Кирилл пожимает плечами. И в душе моей поднимается чувство обиды: столько лет учимся на одном курсе, пьем у Ибрашки пиво, рассуждаем о Ковач, Поленове, Вознесенском, а, в сущности, ничего не знаем друг о друге, ничего.
— Неделю назад отнес в больницу кипу журналов, — говорит Кирилл сдавленным шепотом, — думал, на месяц ему хватит, а он прочел в три дня. Не мог без дела сидеть. Просил принести еще, да пока я прособирался…
Повизгивая тормозами, рядом с нами останавливается тупорылый УАЗ. Из крытого брезентом кузова выпрыгивают, покряхтывая, музыканты, в руках у них футляры и чехлы с трубами, барабан.

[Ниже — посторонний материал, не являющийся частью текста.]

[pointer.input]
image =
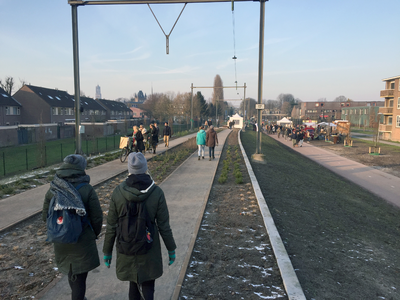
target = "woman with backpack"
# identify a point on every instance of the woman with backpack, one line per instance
(70, 188)
(141, 267)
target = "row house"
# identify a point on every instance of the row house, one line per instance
(327, 111)
(390, 127)
(115, 110)
(10, 109)
(43, 105)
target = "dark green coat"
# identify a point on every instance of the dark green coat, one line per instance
(140, 268)
(83, 256)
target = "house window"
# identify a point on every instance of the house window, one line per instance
(12, 110)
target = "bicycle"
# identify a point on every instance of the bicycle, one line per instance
(125, 149)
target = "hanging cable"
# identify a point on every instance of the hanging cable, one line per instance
(167, 35)
(234, 40)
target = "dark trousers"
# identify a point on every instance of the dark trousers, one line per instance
(147, 288)
(211, 151)
(78, 285)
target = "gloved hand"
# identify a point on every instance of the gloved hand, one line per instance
(172, 257)
(107, 260)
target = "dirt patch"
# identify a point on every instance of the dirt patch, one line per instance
(232, 256)
(388, 161)
(342, 240)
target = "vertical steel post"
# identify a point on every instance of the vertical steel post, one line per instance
(260, 72)
(191, 110)
(74, 10)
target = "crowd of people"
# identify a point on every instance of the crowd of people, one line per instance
(295, 134)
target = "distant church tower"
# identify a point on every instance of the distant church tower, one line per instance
(98, 93)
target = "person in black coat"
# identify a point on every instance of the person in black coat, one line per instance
(166, 134)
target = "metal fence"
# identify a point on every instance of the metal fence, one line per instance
(16, 160)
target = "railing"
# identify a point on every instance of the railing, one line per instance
(387, 93)
(384, 127)
(386, 110)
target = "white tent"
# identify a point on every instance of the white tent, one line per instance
(284, 121)
(238, 121)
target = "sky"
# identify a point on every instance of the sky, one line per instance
(313, 49)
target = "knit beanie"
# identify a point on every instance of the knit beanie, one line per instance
(78, 161)
(137, 163)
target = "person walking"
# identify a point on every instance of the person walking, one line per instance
(139, 146)
(201, 141)
(211, 141)
(166, 134)
(154, 136)
(140, 270)
(76, 260)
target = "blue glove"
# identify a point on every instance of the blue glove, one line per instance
(172, 257)
(107, 260)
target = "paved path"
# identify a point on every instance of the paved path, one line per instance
(377, 182)
(21, 206)
(186, 191)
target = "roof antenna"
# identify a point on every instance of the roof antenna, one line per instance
(167, 36)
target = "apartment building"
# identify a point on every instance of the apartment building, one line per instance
(390, 127)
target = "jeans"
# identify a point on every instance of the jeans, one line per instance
(147, 288)
(211, 151)
(201, 149)
(78, 285)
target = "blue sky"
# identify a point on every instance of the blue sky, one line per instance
(313, 48)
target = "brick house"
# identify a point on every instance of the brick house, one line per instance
(390, 129)
(42, 105)
(115, 110)
(10, 109)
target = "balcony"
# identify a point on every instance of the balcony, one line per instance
(387, 93)
(384, 127)
(386, 110)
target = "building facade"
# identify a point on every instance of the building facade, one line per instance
(390, 127)
(10, 109)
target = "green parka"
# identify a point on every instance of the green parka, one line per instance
(140, 268)
(83, 256)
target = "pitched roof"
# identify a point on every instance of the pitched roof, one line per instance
(90, 103)
(54, 98)
(114, 105)
(7, 99)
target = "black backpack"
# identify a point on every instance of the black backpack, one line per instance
(64, 226)
(135, 230)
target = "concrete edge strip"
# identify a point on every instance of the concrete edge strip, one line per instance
(289, 277)
(186, 261)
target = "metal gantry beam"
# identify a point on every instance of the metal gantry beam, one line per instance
(74, 5)
(110, 2)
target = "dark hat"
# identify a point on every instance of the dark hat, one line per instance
(137, 163)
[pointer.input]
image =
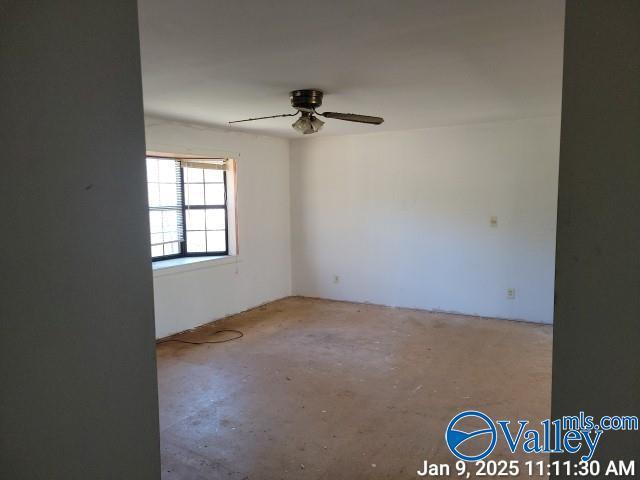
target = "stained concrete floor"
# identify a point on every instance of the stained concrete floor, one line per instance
(328, 390)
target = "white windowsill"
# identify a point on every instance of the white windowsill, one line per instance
(187, 264)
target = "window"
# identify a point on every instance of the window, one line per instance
(187, 207)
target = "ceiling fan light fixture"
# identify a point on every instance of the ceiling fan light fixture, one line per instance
(307, 124)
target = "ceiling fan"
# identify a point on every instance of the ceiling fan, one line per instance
(306, 102)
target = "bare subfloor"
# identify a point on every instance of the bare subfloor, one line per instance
(319, 389)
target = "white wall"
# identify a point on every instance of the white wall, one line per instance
(403, 218)
(185, 298)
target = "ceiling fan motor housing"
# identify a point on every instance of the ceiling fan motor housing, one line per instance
(306, 100)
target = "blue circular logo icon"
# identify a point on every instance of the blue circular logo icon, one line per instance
(456, 437)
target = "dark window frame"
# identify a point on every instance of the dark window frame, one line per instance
(183, 243)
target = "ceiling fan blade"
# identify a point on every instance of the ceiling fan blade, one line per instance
(262, 118)
(353, 117)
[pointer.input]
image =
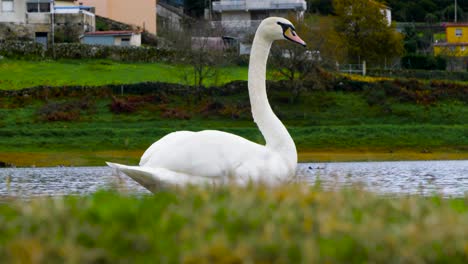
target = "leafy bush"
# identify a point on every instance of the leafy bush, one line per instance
(423, 62)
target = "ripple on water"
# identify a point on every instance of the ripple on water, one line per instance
(448, 178)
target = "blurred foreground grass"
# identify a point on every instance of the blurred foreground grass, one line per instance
(291, 224)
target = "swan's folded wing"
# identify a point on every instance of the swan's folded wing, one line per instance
(154, 179)
(142, 175)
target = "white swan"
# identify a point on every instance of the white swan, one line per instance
(213, 156)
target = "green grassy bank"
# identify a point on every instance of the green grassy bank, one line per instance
(332, 118)
(20, 74)
(326, 126)
(290, 224)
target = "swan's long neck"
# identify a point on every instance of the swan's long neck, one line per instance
(276, 135)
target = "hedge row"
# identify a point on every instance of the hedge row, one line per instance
(421, 74)
(411, 90)
(32, 50)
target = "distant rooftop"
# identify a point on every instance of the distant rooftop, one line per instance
(246, 5)
(110, 33)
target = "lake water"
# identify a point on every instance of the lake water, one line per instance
(447, 178)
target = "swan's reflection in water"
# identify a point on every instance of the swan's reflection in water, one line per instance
(448, 178)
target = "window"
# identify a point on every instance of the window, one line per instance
(38, 6)
(125, 42)
(7, 6)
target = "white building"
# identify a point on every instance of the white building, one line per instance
(39, 20)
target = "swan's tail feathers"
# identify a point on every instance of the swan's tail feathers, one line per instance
(155, 179)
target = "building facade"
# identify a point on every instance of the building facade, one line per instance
(141, 13)
(112, 38)
(456, 41)
(44, 20)
(240, 16)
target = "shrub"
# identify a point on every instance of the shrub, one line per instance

— Жмурика скоро понесут? — весело спрашивает один из них, с бледными, почти белыми глазами.
— Потише, похороны ведь… — удерживаю я его за локоть.
Он меряет меня наглым, ощупывающим взглядом, улыбается:
— Да?
Так и хочется врезать по его припухшей физиономии! Я даже слышу хруст, с каким мой кулак прилип бы к его широкому вдавленному носу, и, чтобы не ударить, засовываю руку в карман.
Дождь становится мельче и теперь не лупит отлитыми в пули каплями, а моросит. Двор полон народа.
Четвертый час, пора выносить.
Пожилая расторопная женщина в черном раздает нашим девчонкам венки. Худой белобрысый подросток получает малиновую подушечку с орденами и медалями и страшно этим доволен: разглядывает, гладит пальцем холодное серебро наград. Ребята, топтавшиеся у подъезда, соседи Кирилла, входят в подъезд, и через несколько минут гроб, плавно покачиваясь, выплывает на их плечах во двор.
Из подъезда выводят мать Кирилла. Выстраиваются с венками наши девчонки. Двое мужчин поднимают крышку гроба и, просунув под нее головы, спрятавшись от дождя, несут вперед. Пронзительно и надрывно звякают медные тарелки, эхом отзываются закрученные улитками трубы. Стараюсь сморгнуть набежавшие на глаза слезы и морщусь: тенор фальшивит с первых же тактов. Мне почему-то кажется, что фальшивит, назло мне, тот музыкант с поломанным носом, хотя я прекрасно вижу, что он играет на кларнете, огромной черной пиявкой присосавшемся к его губам.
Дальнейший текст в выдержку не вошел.